In Black bodies, resilience is a strand of DNA. The history of our ancestors lives in our present bodies. We carry their strength. As I made my way back to the shore, there were a few times I almost drowned. The weight of my loss was too heavy at times, but I kept swimming. Even on the days I wanted to sink, my mind would recollect, and I would resurface. After all, my mom faced physical pain for twenty-nine years and endured. My laps were her legacy. Daily, I would look down into the blue and see myself more clearly. Because of her, I was becoming. She moved me through the water with her ways, and I carried our similarities with me — fashion, education, cooking, curls, and pain. In the midst of distress, it’s easy to forget the resilience we possess. Healing does not mean floating on top of the pain, but rather diving into it and swimming into its ripple effects. No pain has been faced and changed without the willingness to meet the deep and the refusal to go under. Resilience is ancestral. In the face of everything that pulls us, we can choose healing, because our families chose to swim through every uncharted water.

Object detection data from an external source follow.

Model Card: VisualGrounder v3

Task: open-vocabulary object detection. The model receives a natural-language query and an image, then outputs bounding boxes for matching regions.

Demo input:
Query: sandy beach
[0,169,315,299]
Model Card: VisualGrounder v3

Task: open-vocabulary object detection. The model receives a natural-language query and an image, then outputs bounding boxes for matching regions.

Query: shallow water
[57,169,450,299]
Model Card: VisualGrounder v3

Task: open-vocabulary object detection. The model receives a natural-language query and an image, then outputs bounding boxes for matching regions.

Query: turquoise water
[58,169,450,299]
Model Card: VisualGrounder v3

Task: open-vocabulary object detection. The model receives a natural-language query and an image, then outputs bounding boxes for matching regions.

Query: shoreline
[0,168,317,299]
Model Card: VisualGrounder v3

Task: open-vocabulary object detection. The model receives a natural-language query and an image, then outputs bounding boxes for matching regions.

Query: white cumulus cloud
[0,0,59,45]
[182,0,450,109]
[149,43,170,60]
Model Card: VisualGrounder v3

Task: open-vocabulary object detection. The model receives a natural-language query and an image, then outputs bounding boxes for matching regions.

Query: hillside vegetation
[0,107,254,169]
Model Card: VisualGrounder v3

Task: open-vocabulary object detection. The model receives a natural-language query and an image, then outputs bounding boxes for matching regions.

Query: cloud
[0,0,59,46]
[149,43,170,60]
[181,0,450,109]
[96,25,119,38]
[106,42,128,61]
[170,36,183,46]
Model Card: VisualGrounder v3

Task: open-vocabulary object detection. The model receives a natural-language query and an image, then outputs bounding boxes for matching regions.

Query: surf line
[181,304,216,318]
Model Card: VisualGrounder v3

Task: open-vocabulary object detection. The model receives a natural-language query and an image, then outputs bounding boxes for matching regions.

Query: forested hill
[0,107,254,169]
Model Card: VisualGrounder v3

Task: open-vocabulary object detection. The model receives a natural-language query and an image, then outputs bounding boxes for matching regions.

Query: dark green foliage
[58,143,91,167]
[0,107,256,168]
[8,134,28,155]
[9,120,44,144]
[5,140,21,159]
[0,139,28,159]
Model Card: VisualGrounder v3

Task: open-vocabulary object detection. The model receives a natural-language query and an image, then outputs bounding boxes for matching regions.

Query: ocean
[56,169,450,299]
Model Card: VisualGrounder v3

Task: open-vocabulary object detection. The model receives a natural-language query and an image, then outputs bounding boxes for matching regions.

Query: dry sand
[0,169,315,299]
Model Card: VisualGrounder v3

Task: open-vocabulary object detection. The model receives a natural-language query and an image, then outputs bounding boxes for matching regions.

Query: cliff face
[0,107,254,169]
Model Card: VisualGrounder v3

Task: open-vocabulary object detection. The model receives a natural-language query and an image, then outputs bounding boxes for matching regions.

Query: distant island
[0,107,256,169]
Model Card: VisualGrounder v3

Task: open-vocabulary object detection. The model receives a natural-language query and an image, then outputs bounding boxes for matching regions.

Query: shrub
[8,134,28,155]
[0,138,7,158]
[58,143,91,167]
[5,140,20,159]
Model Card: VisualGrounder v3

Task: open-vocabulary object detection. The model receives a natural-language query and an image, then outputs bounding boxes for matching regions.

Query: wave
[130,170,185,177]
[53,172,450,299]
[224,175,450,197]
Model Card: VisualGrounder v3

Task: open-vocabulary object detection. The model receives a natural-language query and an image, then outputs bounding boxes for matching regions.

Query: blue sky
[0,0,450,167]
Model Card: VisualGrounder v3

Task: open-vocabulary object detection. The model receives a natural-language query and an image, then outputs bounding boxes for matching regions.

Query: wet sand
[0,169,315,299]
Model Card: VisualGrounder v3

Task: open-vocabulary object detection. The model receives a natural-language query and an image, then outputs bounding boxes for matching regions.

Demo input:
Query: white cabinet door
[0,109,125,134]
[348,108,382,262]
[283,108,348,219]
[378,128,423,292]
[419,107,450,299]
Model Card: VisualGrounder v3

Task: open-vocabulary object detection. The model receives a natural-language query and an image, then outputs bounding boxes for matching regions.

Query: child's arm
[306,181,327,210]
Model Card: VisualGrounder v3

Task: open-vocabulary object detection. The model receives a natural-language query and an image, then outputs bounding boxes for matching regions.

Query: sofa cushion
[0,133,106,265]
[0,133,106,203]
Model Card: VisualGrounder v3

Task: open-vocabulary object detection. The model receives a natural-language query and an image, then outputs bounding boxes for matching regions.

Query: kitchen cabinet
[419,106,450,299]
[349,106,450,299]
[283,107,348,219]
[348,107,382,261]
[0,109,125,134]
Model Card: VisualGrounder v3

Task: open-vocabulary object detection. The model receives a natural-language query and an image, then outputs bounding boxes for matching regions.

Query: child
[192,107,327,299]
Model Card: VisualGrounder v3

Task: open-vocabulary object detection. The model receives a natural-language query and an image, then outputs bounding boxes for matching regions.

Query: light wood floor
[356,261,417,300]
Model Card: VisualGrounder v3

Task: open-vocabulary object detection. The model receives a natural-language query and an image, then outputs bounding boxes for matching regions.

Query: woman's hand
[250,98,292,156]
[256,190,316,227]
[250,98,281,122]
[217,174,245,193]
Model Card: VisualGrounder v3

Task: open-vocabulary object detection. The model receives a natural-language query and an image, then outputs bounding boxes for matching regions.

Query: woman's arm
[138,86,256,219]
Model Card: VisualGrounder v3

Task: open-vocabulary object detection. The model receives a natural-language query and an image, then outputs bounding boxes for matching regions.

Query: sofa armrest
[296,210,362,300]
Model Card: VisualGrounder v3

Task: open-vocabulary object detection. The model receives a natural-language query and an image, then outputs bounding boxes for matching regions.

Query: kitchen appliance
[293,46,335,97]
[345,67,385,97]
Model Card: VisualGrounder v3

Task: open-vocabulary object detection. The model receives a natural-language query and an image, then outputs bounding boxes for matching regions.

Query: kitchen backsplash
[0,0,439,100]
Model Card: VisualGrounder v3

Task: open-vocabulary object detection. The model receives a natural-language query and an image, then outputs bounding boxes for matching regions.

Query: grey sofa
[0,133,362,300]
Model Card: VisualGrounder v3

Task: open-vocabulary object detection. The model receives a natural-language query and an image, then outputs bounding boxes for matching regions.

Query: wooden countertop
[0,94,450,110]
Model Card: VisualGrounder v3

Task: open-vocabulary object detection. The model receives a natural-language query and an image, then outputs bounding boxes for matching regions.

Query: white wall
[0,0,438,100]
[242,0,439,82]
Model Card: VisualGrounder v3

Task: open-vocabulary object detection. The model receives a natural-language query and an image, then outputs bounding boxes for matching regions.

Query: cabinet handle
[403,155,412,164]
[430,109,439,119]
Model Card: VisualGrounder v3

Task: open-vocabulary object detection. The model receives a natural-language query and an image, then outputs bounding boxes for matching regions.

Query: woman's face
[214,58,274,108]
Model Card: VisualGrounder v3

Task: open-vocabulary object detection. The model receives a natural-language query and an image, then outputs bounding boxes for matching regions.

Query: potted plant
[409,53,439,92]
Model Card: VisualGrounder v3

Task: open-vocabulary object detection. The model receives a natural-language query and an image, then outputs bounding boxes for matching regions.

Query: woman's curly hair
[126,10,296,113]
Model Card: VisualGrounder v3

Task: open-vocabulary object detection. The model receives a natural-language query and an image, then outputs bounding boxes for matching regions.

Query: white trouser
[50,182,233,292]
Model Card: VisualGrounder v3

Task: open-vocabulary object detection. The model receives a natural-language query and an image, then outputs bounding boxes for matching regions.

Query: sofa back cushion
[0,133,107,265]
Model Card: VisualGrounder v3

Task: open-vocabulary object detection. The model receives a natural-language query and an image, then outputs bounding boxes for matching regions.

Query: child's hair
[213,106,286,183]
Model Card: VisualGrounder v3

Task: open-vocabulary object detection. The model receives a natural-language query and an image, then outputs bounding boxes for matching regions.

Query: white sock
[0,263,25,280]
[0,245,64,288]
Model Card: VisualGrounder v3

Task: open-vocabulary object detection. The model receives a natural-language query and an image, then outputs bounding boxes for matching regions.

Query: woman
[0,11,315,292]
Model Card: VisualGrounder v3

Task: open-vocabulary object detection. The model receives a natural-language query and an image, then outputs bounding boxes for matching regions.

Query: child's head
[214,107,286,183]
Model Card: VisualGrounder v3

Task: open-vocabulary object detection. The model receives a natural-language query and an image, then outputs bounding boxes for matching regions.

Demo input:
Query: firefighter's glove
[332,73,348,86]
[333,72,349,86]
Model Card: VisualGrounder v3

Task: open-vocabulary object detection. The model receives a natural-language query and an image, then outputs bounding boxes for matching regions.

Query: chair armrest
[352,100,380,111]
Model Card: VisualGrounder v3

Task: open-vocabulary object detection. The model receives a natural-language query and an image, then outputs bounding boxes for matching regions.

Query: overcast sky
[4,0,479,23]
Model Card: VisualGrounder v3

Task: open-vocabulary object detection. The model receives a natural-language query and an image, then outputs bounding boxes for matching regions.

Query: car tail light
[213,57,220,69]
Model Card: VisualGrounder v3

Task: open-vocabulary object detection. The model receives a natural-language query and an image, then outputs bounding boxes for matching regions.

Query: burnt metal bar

The beauty in loss is connection. Connection is what keeps everything alive and makes a moment more than time. At church, we sing a song called “Our God, He is Alive” that testifies to his living by virtue of creation. Connecting with my mom after her death was how I forged a new way of life. Flowers have been a canvas for my healing. She was the first person to give me flowers, and I have been gathering them in her name ever since. Evocative of her spirit, they hold her memory even when my hands can’t. As if my fingers are stitched to their stems, I cling to every bloom. I connect in other ways too: when I look down at my hand and see the freckles on her face, or on Sunday mornings when I sing praises alongside her best friends. I am my mother’s creation, and even loss cannot close the space where we connect. Connection doesn’t end with physical presence; it stays with us like a secret. It is the thread that ties us together, in life and loss, and gives us the beauty in existence.
***
Almost 10 years later, I am a wife, mother, and more. Losing my mom was the hour that changed everything, and the constant presence of loss continues to reshape me. Resembling the sweet pea flower, her life filters my living through the dewy, honey-like droplets it leaves behind. Her absence is my teacher of life and rewards me with new layers of depth and drive. And by inheritance, what shaped her now frames me. From the hardened soil of grief, I continue to grow, and with every sprout, she settles more into my bones. Tragedy left more than sorrow; it opened me for transformation, and life, well, it just smells more like flowers.
To anyone who has known the profound ache of loss, I hope this essay lingers with you like the sweet pea’s fragrance. To all who haven’t, grief can be consuming, but you can learn how to navigate its landscape and find yourself in healing. May you all let the moment blossom.